Thankfully, the answer to whether or not Dreamcatcher could reliably sell the venues it booked for this past July’s tour is a resounding yes. Various unofficial accounts place the amount of total sales anywhere between high 80s — to low 90 percent of total capacity for all the stops. Los Angeles added an additional show and Mexico City opened up another section for sales due to immense demand. Fans sat in long lines, crowded into venues, and even camped out the night before to be able to see the group. Dami was quoted during the tour as being pleasantly surprised to see many more Somnias wanting to see Dreamcatcher, and it was, hopefully, a validation that they are doing something right in their K-Pop careers.
Dreamcatcher clearly missed, enjoyed, and loved performing for their fans after a long period of not being able to do so.

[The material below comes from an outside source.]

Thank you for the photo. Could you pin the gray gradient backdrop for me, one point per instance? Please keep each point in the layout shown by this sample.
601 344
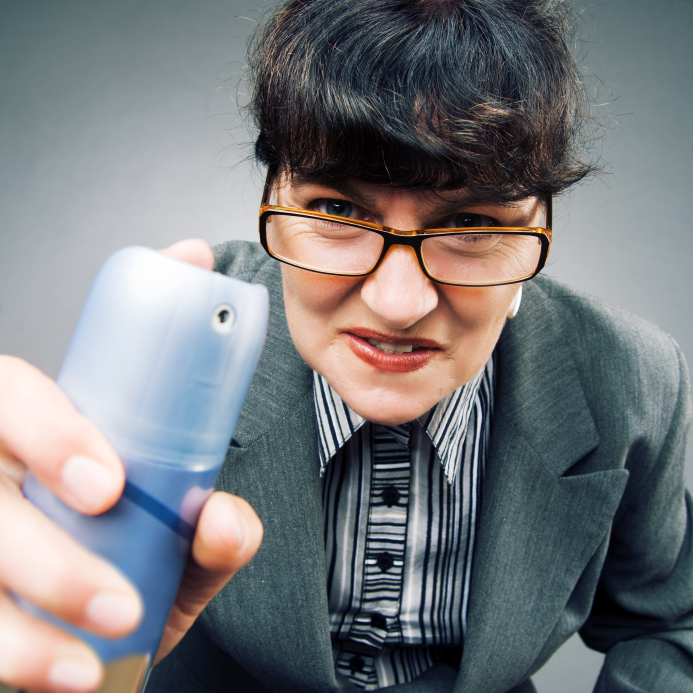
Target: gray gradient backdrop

Debates come up every so often about the parasocial nature of K-Pop, and whether or not what we see from groups and artists is their genuine selves. My opinion on this is that by nature the industry is obligated to present something meant to increase appeal, entertainment, and ultimately, sales. Many public-facing celebrities face a duality of public/private personas all the time, and having a public image, if it contains an element of parasocial behavior, is just more prominent in K-Pop.
But call me an optimist, I do think for the most part, K-Pop artists get into the industry at least in small part because they genuinely love what they are doing, including interactions with fans. Parasocial or not, many musical entertainers are in it because they see that joy and respect that is in their audience’s eyes when they perform and do so well. In K-Pop, where long years and long hours are a part of many paths, I feel that that is motivation for many artists.
Dreamcatcher has always struck me as truly genuine when it comes to how they feel about their fans. While we do only see what is presented to us publicly, my long time following them over the past five years along with that constant exposure tells me from what I’ve seen that they care quite a bit. Being from a smaller company that has had to be scrappy to be sustainable helps, but I also think that for a group built to tour, you have to have a desire to connect to your fans from a live stage to the audience. You have to truly love what you’re doing when touring — the travel, the potential jet lag, the being away from home, any of the problems that inevitably occur on tour — to be able to get through it.
At the end of every show, from New York to Mexico City, Dreamcatcher seemed happy, but also sad to go. Seeing the results of what they’ve worked hard to achieve over the past 3 years or so is a heady, yet emotional moment. It remains to be seen how many more tours we’ll get out of Dreamcatcher in the lifecycle of their careers, but it’s clear that they, like us, cherish almost every moment of them.